HKFoods: Expensive hybrid likely to be replaced by a more affordable one

Translation: Original published in Finnish on 8/11/2025 at 8:05 am EEST.
Replacing the old hybrid with a new one will help HKFoods cut financing costs while maintaining good solvency. This could enable more favorable terms for a larger senior bond to be refinanced in H2’26. However, from the perspective of short-term financing costs, the measure is slightly more expensive than our current estimates. We will review our financing cost forecasts again in the near future. That said, we believe the main driver of the equity story is the operational earnings trend.
Expensive hybrid to be replaced with a more affordable option
HKFoods announced on Friday (August 8) that it is considering the issuance of new hybrid capital securities with an expected size of 20 MEUR. The net proceeds from the issuance would be used to redeem the existing 26 MEUR capital securities, among other things. We estimate that this measure will enable the company to cut its annual interest expenses on its hybrid bond to at least half of the current level, 4 MEUR/year. The current hybrid bond has an annual interest rate of 16%, and we estimate that the interest rate on the new hybrid bond will be significantly lower, perhaps around 9%, considering the current market pricing of hybrid bonds for companies with a similar credit risk. We estimate that the new hybrid bond issue will be completed within approximately one week of the announcement, at which point the pricing (i.e., interest rate) of the hybrid bond will also be confirmed. The potential new capital securities can be redeemed no earlier than the third anniversary of the issue date.

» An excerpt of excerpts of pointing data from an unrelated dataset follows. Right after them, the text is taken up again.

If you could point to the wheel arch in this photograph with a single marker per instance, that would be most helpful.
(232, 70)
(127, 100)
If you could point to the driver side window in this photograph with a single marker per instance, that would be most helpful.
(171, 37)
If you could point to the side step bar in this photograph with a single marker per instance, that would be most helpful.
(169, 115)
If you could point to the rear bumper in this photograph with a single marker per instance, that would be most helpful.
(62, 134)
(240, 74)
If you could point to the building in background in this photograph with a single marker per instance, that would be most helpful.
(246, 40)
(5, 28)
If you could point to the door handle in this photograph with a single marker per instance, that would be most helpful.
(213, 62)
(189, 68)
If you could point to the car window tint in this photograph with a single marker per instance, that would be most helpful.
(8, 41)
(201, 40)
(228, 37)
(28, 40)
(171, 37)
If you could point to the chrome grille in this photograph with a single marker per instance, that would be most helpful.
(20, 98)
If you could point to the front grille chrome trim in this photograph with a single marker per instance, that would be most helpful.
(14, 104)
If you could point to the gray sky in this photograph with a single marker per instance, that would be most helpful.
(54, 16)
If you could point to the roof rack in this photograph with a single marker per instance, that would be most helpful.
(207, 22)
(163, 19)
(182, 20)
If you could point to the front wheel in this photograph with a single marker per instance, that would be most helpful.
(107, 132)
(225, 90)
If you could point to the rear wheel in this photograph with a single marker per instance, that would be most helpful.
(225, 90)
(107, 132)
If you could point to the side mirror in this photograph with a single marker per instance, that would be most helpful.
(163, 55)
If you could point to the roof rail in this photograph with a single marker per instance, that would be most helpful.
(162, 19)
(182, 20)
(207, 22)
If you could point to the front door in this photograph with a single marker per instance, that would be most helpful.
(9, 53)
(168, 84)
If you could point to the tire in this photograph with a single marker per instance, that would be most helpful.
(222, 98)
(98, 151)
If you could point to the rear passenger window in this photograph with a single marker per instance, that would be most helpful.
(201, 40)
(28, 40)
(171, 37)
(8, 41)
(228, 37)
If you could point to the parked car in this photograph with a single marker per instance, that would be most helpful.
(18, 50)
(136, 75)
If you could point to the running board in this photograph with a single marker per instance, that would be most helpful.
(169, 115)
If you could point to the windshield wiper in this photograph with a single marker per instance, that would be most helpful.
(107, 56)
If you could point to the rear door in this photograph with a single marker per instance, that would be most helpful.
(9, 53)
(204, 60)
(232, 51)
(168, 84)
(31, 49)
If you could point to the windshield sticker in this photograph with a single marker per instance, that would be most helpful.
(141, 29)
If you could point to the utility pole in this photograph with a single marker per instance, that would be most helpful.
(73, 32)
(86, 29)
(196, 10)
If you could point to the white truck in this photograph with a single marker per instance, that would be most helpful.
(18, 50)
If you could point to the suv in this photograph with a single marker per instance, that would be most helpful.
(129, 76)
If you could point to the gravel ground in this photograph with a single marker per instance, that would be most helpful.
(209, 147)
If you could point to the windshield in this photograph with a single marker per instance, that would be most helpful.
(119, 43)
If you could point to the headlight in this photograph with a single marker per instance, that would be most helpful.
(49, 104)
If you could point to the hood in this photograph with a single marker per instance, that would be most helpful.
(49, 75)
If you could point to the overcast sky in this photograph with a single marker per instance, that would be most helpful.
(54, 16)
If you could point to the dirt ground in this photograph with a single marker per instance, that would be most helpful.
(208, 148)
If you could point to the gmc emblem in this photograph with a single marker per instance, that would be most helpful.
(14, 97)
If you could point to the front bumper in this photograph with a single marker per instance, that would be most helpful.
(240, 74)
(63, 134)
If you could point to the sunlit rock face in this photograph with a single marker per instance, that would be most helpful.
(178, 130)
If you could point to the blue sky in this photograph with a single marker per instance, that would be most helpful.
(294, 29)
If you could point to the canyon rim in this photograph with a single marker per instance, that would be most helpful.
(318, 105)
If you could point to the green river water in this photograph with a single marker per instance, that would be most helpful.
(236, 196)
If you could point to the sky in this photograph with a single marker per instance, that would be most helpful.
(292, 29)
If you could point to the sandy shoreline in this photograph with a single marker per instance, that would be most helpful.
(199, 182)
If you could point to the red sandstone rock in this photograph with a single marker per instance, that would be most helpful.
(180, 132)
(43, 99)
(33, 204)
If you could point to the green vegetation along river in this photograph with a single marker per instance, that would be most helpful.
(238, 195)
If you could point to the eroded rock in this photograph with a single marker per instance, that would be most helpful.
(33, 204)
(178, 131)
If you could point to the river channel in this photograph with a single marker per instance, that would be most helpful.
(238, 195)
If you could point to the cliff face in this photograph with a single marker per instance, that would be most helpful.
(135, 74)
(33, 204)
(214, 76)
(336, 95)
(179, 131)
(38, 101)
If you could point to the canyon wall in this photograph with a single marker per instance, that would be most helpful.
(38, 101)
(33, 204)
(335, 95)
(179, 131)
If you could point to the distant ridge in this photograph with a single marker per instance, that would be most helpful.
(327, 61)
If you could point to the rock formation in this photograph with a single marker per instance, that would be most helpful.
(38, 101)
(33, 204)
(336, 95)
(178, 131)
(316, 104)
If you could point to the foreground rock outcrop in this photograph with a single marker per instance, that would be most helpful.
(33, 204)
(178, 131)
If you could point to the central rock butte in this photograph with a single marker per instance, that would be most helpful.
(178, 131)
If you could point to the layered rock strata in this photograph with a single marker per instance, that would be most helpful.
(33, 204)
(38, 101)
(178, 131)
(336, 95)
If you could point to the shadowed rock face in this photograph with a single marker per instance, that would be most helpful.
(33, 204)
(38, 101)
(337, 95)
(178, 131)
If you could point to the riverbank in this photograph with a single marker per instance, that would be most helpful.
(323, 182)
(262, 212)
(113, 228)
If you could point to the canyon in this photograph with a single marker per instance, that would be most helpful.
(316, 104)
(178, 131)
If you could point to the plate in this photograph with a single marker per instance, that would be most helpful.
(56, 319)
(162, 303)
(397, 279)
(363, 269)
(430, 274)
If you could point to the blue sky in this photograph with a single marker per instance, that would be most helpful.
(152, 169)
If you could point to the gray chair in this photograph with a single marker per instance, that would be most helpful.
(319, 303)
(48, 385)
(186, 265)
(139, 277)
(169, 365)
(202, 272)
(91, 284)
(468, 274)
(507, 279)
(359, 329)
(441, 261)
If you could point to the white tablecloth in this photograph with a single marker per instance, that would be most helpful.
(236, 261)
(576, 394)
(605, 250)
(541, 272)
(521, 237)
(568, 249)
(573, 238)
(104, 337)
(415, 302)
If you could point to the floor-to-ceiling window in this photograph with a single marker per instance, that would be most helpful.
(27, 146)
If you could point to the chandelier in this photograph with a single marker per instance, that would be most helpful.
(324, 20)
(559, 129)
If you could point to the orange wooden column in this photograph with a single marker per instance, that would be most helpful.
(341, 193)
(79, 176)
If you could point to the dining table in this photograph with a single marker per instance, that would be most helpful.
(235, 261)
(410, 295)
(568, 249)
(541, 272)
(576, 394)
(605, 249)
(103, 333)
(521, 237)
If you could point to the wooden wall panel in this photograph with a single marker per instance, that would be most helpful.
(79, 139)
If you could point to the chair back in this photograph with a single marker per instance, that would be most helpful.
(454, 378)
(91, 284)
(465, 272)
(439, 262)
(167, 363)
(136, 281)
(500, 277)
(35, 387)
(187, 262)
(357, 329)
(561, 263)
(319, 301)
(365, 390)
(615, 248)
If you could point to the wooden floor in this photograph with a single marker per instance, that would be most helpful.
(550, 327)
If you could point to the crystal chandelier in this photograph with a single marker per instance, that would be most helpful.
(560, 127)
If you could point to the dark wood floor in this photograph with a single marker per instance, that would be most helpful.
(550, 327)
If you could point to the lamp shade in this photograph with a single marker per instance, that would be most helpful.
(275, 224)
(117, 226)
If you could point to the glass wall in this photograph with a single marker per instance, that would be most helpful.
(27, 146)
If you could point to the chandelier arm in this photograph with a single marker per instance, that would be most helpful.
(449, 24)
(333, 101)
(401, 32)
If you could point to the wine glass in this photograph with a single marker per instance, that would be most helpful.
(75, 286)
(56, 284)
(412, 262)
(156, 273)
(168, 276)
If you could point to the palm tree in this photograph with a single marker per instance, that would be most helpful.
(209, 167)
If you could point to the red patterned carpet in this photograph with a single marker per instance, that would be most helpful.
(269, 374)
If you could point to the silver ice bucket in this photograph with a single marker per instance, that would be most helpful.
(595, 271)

Solution may enable optimization of financing costs in the medium term
In our latest analysis (August 7), we explored the possibility of redeeming the hybrid bond and determined that it could potentially be implemented without a new hybrid based on the covenants (H1'25 cash reserves: 47 MEUR, H1'24: 16 MEUR). Based on the currently proposed plan, it can be estimated that financing costs for the hybrid will not decrease quite as much as we had predicted. Issuing the new hybrid bond ensures clearer safety margins for loan covenants, even in more negative earnings scenarios. Additionally, it could help the company refinance its current expensive (and more substantial) bond, which is due in the second half of 2026. Although the interest rate on this 90 MEUR bond is high at 7.5% + 3-month Euribor, it is priced on the aftermarket at around 3 percentage points lower, which is probably due to HKFoods' strong turnaround and strengthening balance sheet. While the present arrangement with hybrid bonds does not minimize short-term costs, it supports the equity ratio from the perspective of bond investors and may enable the optimization of overall financing costs in the medium term.
More leeway for short-term dividend payments
In recent years, the company has paid dividends or returned capital even when its results have been negative, which we believe has slowed down the balancing of the balance sheet and the optimization of high interest costs. The new hybrid bond naturally improves the company's short-term ability to pay dividends or return capital compared to our previous assumption that the hybrid would be redeemed with cash reserves, causing the balance sheet ratios to rise close to the covenant thresholds. In terms of share value development, we believe it would be optimal for dividend payments to be as low as possible until the current high financing costs can be secured below the ROE requirement. In the spring, the annual general meeting decided to pay shareholders a capital repayment of EUR 0.09 per share (paid) and also authorized the board of directors to decide on a discretionary distribution of funds of EUR 0.05 per share (no decision has yet been made).